一方で8.8億人のユーザーを持つチャイナモバイルにとって、従来の運営モデルはコストが非常に高く、管理効率も低かったと分析されている。チャイナモバイルがこれらの課題を解決すべく導入したのが、まさに人工知能技術アプリケーション基盤のサービス「エバ」である。
エバは「自然言語会話サービス」が可能。 WeChat(微信)をはじめ、インターネットチャンネルやモバイル文字サービス、オンラインサービスなど、従来のアプリケーションにも適用でき、使用者のための相談サービスも立ち上げられている。ユーザーの不満を都度処理し、情報を分析調査するなどさまざまな苦情や仕事を処理する「24時間体制」のオンラインサービスが可能になった。今後、徐々にサービスを向上させる狙いだ。
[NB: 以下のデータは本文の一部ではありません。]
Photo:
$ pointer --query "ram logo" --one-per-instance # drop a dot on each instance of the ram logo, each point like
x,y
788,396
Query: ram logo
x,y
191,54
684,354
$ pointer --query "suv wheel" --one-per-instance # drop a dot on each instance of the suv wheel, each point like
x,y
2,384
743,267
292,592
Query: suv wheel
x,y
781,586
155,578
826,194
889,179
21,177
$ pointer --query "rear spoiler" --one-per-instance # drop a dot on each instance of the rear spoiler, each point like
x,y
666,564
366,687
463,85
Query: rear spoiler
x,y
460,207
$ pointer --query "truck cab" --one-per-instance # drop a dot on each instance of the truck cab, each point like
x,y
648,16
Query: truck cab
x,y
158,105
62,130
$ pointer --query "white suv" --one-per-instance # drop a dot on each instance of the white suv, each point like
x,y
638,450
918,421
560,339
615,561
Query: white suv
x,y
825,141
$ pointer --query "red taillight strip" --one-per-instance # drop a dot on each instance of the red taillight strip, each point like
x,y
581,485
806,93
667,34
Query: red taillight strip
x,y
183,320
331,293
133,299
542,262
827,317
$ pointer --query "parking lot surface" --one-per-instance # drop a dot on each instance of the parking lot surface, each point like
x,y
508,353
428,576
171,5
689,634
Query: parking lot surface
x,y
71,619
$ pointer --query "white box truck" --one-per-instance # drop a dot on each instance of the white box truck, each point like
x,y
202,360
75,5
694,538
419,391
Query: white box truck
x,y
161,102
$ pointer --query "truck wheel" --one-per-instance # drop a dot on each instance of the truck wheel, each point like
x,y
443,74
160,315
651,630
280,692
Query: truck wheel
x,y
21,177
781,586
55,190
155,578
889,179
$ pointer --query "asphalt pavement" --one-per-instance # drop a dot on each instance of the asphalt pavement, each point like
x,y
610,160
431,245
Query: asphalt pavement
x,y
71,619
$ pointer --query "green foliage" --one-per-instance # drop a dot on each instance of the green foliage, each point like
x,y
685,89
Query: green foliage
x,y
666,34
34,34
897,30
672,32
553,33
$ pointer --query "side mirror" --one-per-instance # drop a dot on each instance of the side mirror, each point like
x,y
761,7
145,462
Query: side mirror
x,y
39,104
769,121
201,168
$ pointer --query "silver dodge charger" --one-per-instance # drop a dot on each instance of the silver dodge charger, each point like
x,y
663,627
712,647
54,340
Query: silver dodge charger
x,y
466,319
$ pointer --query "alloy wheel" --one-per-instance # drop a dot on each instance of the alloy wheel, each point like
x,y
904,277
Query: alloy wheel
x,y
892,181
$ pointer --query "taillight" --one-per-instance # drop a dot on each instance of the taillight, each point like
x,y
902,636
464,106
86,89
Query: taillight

ロボットの学習能力に基づいて、エバは様々な状況で活用することができる。 例えば、質問を聞き返したり、事実を確認する形で顧客の意図を正確に理解する。言語速度など様々な情報をもとに、顧客の感情と状況を診断・分析することができる。さらには料金の支払いもできるだけでなく、翻訳も可能だ。日常会話をはじめ、天気や地理などを中国語だけでなく、英語などいろいろな言語に翻訳することができる。
また、企業を対象にしたワンストップ・ソリューションも提供している。 オンラインで企業から要求を受ければ、即座にロボットが商品のプラットフォームとしての役割を果たし、知識財産権保護などもサポートする。
チャイナモバイルは、中国31の省に五万人を超えるサービス拠点を持っており、これまで10年あまり技術開発だけでなく、運営サービスそのものにも研究を費やしてきた。エバはすでにチャイナモバイルのすべてのサービスに適用されており、全体のネットワークサービス拠点や、サービス店の利用者が月平均1000万人を超えている。一方でエバの識別能力も90%を超えているという。
チャイナモバイルが提供しているデータによると、2016年にエバが適用され始めて以来、1億1000万元(約18億6125万円)を超える人件費削減に成功したそうだ。チャイナモバイル側は、原価を下げて効率を高め、さらなる利益拡大を促す新たなサービスとして、人工知能を活用する「スマートサービス産業」に自信を見せている。